MLB rumors: Winter meetings preview - Five Red Sox moves to watch as offseason begins in earnest

The start of baseball's offseason has included some thank-the-lord movement, with a second-tier starter (Zack Wheeler) landing a $118 million deal from the Phillies and the hyperactive Rays dealing away a stalwart outfielder (Tommy Pham), much to the chagrin of ace Blake Snell.

With baseball's annual winter meetings beginning on Sunday at the Manchester Grand Hyatt in San Diego, all eyes will be on Chaim Bloom and the Red Sox, who have yet to make a major move, but will soon be on the clock.

So, what can we expect? Here are five areas of focus.

1. IS THERE A MOOKIE BETTS TRADE?

The Red Sox would be crazy not to consider deals for Betts if they believe he intends on reaching free agency, which he has made clear both publicly and privately over the last two years. They'd be crazier to give him away for nothing, however, and thus begins the dance of the offseason. The question they must answer is, "How much is too little?" and then draw a line in the warning-track sand. Potential trade partners like the White Sox and Braves have already spent aggressively, which means a Betts deal likely needs to happen sooner than later, since whomever acquires him must fit $28 million into their 2019 payroll and pretty soon that money will start disappearing. One team to watch: the Dodgers, who have money to spend, prospects to trade, and a World Series hill to climb after three straight near-misses.

2. DEALING DAVID PRICE

Chris Sale just started throwing, per WEEI.com, and his five-year, $145 million extension kicks in on Opening Day. Selling low on the potentially dominant left-hander is a recipe for regret, especially since his contract could end up being pretty reasonable if he returns to health. The better trade candidate is Price, who turns 35 in August and has three years and $96 million remaining on a contract that's more likely to provide diminishing returns, but paradoxically includes fewer short-term questions. We laid out the case for Price being an actual trade asset on Thursday; as free agent pitchers leave the market, someone will be left short, and maybe Price becomes a target.

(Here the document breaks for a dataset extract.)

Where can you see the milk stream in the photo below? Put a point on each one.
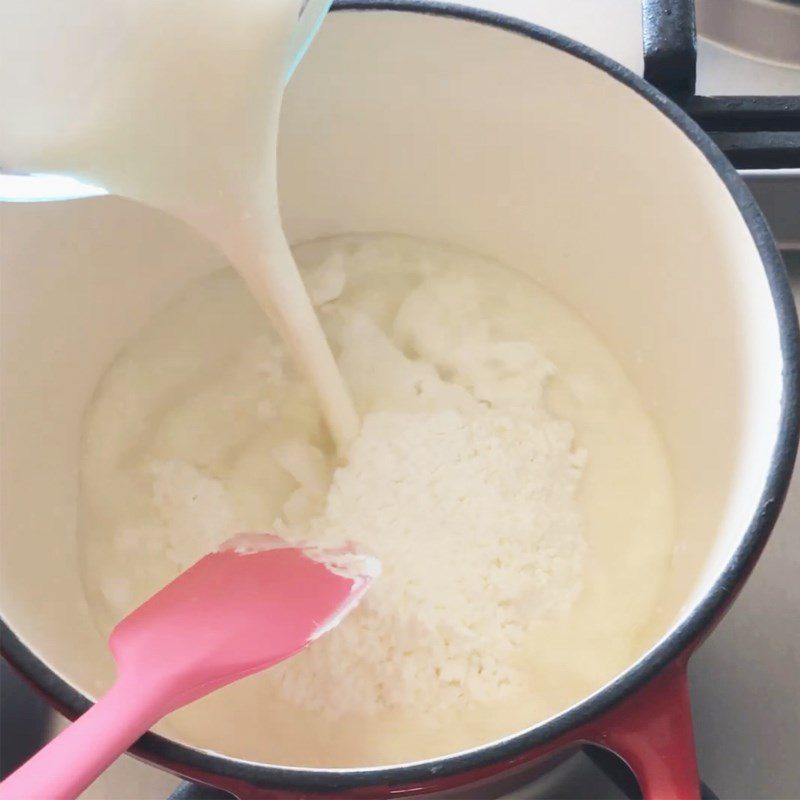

3. FINDING A STARTER (OR TWO)

Trading Price may ease the financial crunch on a team hoping to drop below the $208 million luxury tax threshold, but it will blow another hole in a rotation that's already down one starter with the presumed departure of free agent Rick Porcello. The Red Sox obviously won't be in on Astros ace Gerrit Cole or Nationals World Series hero Stephen Strasburg. They also can't afford Madison Bumgarner or maybe even old friend Wade Miley. Will they go the opener route? Take a flier on a reclamation project like Felix Hernandez or Michael Wacha? Try to turn center fielder Jackie Bradley Jr. into a starter? Here's where Bloom's creativity will be put to the test.

4. SURPRISE US

Until he starts dealing, Bloom remains an enigma. He's beholden to no one on the roster, a position which allowed predecessor Dave Dombrowski to cut ties with Pablo Sandoval and Hanley Ramirez while they were still owed money. Could Bloom decide a roster overhaul is in order and use a supposed foundational piece like All-Star shortstop Xander Bogaerts or outfielder Andrew Benintendi to swing a larger deal? We may start to get some clarity on his thoughts next week.

5. RIGHT SIDE OF THE INFIELD

At this time last year, the Red Sox were foolishly counting on 125 games out of second baseman Dustin Pedroia (he played six) and 162 out of a first base platoon of Mitch Moreland (91) and Steve Pearce (29). While some portion of either job could go to second-year slugger Michael Chavis, the Red Sox will be in the market for help at first and second, and this is a spot where Bloom helped unearth some legit finds in Tampa, from Carlos Pena to Logan Morrison to Ji-Man Choi. There should be no shortage of affordable options at first, in particular, from Justin Smoak to Travis Shaw to C.J. Cron.